Boudreau compared 20-year-old rookies to having children the same age. He said some nights they come home when they’re supposed to and everything is great. And then, just when you think they’re starting to get their act together, they blow off curfew and they’re out until midnight.
So while Boudreau was happy to see such a strong effort from Johansson against Pittsburgh, he’d rather see that level of performance a few more times in a row before making any bold declarations. Not surprisingly, Johansson’s teammates were of the same mindset.
“I think he’s getting more comfortable out there,” Backstrom said. “He’s getting better and better as he plays more. He still needs to get used to the NHL, where you have to stay focused and be at the top of your game every game. I think that’s the biggest thing you have to deal with – especially at center. It’s a tough schedule and it’s an adjustment, but you’ve got to learn how to deal with it.”
Any rookie getting his first taste of life in the NHL is in for a little bit of a culture shock. How those players respond to challenges such as the aches and pains of the daily grind and the sensory overload of trying to learn a new city, locker room and playing style will ultimately determine who sinks and who swims.
“I thought it would be kind of interesting to watch him this time of year,” said forward Mike Knuble. “Because it starts getting long for first-year players and Sweden is a little slower paced in their season. Ours is really fast – the amount of games, the travel, the practices – it just never lets up. But he’s holding up nicely.
“I think half of it is coming over here and figuring out what it takes to play well every night,” Knuble continued. “I’ve got to win my face-offs. I’ve got to defend in my own end. And then when I get an offensive chance, I’ve got to do what comes natural to me. It takes some time to put it all together and figure it out.”
To his credit, Johansson remains humble even as he starts to impact games on a more consistent basis. While his seven goals and six assists for 13 points in 41 games are nice, Johansson believes his production will continue to improve as he adjusts to his new surroundings.

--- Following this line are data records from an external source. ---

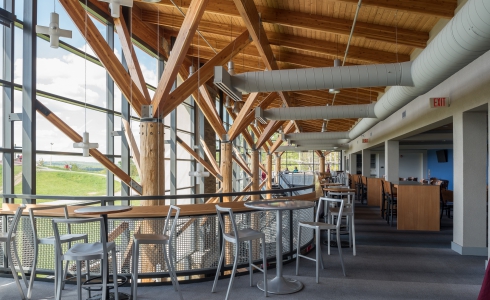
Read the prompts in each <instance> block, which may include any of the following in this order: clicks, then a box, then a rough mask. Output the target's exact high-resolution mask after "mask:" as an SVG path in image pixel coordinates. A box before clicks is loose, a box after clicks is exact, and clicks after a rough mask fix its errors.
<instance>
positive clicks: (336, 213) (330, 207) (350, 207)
mask: <svg viewBox="0 0 490 300" xmlns="http://www.w3.org/2000/svg"><path fill="white" fill-rule="evenodd" d="M329 210H330V212H331V213H335V214H338V213H339V208H338V207H330V208H329ZM352 214H353V211H352V207H344V210H343V211H342V215H343V216H352Z"/></svg>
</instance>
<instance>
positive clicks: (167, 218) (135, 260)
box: [131, 205, 183, 300]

“Comfort level, that improves every day,” he said. “The [NHL] game is a lot different, but the more you play, the more you get to know it. I’ve gotten more confident as time has gone on and I get to play my own game more. And when you’re confident, you make more things happen.”
Rookies often times talk about hitting the wall that comes from adjusting to an 82-game schedule. No matter how great a prospect is mentally or physically, there reaches a point when the grind impacts a first-year player.
“Yeah, you struggle sometimes,” Johansson admitted. “It’s the best league in the world and when you’re not on top of your game, it’s hard. You have those days sometimes. You’ve just got to learn from it.”
Fortunately for Johansson, he’s got Backstrom in his corner to lend support when times get tough.
“He helps me on and off the ice,” Johansson said. “I’ve just learned from him how he plays the game and how he is as a teammate. I think he’s a really good guy, so I just try to pick up as much as possible.
“Even when he isn’t on top of his game, he always plays good,” Johansson said of Backstrom. “He never really has a bad game. That’s what I want to learn from Nicky. I guess when you don’t feel as well as you can, you still have to play your game, help your team and play solid. It’s a lot to learn and I want to pick up as much as possible.”
With a good support system around him, Johansson can focus on what truly matters most.
“I just try to play my game,” he said. “That’s what’s worked for me so far. I don’t think I should change that. You know, I always play with speed and I want to keep doing that. You’ve got to do what you do – that’s why you’re here.”